I love butter pecan cookies! I love the way they melt in your mouth. I love the taste of pecans, and of course, the taste of butter. These cookies lasted about an hour here.
Tip for Making the Best Pecan Cookies
By the way, here’s a tip I learned over lunch with Bay Area pastry chef Shuna Fish Lydon of Eggbeater. Beat the butter first. Then, add sugar and beat them together. This is the way it is supposed to be done. (Thanks Shuna!)
Butter Pecan Cookies
If you want a nuttier flavor, toast the nuts lightly before adding to the batter. In a preheated 350°F oven, place the pecans in a single layer on a baking sheet. Toast for 5 to 10 minutes, tossing occasionally for even cooking.

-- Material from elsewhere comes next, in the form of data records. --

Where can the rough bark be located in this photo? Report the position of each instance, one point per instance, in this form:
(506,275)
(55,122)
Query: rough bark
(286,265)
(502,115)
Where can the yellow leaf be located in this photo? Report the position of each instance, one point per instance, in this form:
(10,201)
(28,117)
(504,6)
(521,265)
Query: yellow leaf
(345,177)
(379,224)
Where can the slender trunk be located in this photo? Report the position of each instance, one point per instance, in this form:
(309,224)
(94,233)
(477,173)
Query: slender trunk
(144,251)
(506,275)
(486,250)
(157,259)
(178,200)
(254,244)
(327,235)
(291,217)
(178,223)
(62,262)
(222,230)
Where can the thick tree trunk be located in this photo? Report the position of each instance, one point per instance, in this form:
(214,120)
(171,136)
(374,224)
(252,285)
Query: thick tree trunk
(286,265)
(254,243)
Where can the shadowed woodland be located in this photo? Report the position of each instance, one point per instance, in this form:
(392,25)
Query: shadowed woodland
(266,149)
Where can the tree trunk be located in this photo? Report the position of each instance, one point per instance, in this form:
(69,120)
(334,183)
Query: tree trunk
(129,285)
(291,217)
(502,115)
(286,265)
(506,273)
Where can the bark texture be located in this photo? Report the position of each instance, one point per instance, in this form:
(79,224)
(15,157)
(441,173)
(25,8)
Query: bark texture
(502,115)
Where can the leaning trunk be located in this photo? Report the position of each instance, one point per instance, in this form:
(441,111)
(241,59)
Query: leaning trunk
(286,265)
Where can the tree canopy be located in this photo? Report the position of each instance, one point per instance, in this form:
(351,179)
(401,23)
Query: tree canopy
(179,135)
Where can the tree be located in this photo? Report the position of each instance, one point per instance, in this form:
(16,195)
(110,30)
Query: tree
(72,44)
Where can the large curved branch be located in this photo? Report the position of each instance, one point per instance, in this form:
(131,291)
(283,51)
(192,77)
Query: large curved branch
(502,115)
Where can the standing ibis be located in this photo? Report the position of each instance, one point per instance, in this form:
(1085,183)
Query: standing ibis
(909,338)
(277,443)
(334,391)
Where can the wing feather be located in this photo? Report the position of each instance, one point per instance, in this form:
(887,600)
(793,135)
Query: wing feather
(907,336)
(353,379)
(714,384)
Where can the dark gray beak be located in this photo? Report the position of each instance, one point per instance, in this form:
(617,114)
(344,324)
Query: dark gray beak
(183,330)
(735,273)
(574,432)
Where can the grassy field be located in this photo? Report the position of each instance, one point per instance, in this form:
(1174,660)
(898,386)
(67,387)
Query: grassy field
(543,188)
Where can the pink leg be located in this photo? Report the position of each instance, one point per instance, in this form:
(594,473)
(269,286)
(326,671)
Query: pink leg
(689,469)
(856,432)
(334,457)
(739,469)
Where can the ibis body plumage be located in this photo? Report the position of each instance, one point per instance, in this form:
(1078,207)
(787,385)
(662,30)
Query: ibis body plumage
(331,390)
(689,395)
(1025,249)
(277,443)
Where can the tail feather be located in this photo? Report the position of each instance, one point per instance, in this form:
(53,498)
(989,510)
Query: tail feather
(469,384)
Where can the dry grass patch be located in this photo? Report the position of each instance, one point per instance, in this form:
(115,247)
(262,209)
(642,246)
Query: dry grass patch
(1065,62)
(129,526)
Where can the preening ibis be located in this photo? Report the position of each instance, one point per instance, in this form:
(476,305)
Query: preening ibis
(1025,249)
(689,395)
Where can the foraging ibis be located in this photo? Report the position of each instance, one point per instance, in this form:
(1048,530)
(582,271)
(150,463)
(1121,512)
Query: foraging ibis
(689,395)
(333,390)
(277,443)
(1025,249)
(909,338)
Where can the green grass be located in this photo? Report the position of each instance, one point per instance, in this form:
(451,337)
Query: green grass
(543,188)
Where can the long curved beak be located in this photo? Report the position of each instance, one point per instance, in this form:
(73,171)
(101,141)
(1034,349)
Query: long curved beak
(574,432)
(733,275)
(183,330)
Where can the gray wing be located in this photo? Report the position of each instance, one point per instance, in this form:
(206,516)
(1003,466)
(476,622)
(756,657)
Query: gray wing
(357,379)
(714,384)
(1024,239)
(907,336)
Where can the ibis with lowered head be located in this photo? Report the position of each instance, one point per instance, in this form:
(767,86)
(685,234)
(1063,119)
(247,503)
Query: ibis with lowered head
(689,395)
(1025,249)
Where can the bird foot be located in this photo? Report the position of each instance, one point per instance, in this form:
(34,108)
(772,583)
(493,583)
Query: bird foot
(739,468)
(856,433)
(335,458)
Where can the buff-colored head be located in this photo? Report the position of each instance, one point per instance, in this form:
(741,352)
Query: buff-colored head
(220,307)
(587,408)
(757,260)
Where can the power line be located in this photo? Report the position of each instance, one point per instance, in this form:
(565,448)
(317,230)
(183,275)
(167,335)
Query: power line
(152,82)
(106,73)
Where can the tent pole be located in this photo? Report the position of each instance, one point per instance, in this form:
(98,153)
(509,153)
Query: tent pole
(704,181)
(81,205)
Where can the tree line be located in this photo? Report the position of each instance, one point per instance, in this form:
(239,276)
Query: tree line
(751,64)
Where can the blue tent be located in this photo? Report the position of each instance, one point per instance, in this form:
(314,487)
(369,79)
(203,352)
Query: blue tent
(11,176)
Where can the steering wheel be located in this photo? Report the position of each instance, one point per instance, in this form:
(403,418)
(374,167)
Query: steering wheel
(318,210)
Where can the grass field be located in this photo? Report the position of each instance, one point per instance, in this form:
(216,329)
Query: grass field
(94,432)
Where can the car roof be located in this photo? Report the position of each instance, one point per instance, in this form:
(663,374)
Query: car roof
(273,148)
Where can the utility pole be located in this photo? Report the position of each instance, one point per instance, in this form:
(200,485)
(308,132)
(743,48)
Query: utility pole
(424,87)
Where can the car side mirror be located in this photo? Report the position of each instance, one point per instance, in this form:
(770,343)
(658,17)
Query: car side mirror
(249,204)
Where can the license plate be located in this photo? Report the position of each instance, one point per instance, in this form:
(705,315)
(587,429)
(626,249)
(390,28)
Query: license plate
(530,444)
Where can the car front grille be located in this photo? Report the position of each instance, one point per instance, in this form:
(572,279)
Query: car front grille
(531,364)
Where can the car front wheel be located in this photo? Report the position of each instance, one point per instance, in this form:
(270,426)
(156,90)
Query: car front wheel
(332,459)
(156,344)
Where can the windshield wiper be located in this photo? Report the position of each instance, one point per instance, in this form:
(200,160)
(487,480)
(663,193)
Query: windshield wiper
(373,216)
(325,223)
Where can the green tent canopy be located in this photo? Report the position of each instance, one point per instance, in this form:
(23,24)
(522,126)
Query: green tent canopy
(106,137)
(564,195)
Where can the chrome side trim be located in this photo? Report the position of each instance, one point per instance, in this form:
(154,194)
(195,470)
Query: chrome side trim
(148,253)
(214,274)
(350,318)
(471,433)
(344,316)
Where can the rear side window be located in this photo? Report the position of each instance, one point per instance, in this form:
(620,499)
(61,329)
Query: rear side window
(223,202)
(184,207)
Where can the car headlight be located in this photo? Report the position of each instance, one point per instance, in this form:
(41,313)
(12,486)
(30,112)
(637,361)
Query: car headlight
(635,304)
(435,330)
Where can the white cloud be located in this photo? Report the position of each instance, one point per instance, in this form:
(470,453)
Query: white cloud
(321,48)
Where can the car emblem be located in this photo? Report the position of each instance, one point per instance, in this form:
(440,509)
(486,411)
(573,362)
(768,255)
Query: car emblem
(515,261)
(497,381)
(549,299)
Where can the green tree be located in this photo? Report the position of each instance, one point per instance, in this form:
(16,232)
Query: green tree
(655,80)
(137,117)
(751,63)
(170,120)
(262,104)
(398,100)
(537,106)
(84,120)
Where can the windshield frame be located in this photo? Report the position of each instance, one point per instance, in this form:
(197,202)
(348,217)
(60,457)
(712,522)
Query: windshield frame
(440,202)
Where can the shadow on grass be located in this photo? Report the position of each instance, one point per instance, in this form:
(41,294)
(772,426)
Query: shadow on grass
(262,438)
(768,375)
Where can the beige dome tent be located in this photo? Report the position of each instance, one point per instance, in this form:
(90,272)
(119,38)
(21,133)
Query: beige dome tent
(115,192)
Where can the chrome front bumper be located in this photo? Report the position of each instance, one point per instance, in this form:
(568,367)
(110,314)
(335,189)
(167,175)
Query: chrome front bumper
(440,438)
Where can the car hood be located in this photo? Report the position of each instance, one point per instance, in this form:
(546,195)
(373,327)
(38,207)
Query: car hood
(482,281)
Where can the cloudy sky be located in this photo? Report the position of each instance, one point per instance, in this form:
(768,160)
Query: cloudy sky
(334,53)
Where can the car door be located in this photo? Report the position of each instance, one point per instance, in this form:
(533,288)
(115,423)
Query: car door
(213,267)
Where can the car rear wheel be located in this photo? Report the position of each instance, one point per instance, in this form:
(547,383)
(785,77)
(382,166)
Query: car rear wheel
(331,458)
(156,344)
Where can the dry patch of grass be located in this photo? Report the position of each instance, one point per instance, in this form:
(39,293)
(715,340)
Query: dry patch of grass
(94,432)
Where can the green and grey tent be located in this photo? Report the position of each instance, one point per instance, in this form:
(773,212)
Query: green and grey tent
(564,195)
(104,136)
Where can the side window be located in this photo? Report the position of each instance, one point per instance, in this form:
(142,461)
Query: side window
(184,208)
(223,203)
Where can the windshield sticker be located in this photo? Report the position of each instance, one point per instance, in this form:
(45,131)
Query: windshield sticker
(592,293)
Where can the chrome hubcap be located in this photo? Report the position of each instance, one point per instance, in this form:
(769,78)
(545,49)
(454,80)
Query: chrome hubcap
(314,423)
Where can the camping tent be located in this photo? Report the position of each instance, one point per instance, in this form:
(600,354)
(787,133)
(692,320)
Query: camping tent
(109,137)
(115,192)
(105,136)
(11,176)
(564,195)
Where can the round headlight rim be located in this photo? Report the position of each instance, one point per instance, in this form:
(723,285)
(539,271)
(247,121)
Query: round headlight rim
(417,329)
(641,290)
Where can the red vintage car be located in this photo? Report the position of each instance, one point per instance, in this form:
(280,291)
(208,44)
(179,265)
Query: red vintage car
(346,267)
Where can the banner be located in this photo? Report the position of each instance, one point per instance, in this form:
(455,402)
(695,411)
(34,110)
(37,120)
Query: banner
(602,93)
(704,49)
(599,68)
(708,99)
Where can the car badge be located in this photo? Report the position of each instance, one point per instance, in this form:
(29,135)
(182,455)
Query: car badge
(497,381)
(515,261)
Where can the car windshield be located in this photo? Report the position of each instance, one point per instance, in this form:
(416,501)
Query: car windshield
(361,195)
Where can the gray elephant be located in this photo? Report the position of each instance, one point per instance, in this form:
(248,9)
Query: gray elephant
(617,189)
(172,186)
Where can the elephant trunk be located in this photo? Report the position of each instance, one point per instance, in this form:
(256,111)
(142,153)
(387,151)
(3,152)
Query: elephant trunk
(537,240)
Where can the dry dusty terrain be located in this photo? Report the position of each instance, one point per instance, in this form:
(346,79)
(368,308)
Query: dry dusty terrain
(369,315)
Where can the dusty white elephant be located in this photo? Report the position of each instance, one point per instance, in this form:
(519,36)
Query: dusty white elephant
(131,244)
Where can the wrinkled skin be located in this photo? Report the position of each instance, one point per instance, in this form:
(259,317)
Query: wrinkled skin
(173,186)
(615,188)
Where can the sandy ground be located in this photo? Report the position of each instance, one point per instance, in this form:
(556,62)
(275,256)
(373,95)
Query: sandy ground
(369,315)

Remove from pan immediately.
- 1/2 cup (1 stick, 112g) unsalted butter, room temperature
- 1/3 cup (70g) sugar
- 1 teaspoon vanilla extract
- 1/8 teaspoon kosher salt
- 1 cup (140g) all-purpose flour
- 3/4 cup (80g) pecans, chopped
- Preheat the oven:Preheat the oven to 350°F.
- Make the cookie dough:With an electric mixer, beat the butter for about a minute. Add sugar and beat until light, about 1 minute more. Beat in vanilla, salt, and flour, scraping down sides of bowl, just until dough comes together. Fold in pecans.
- Roll into balls, place on cookie sheet:Separate dough into 12 pieces; shape dough into walnut-sized balls. Place 3 inches apart on a baking sheet.
- Gently flatten with a glass:Using the bottom of a glass, gently flatten each cookie. Reshape sides if necessary.
- Bake:Bake 15 minutes, rotating sheet halfway through for even cooking. Remove and cool cookies on a wire rack.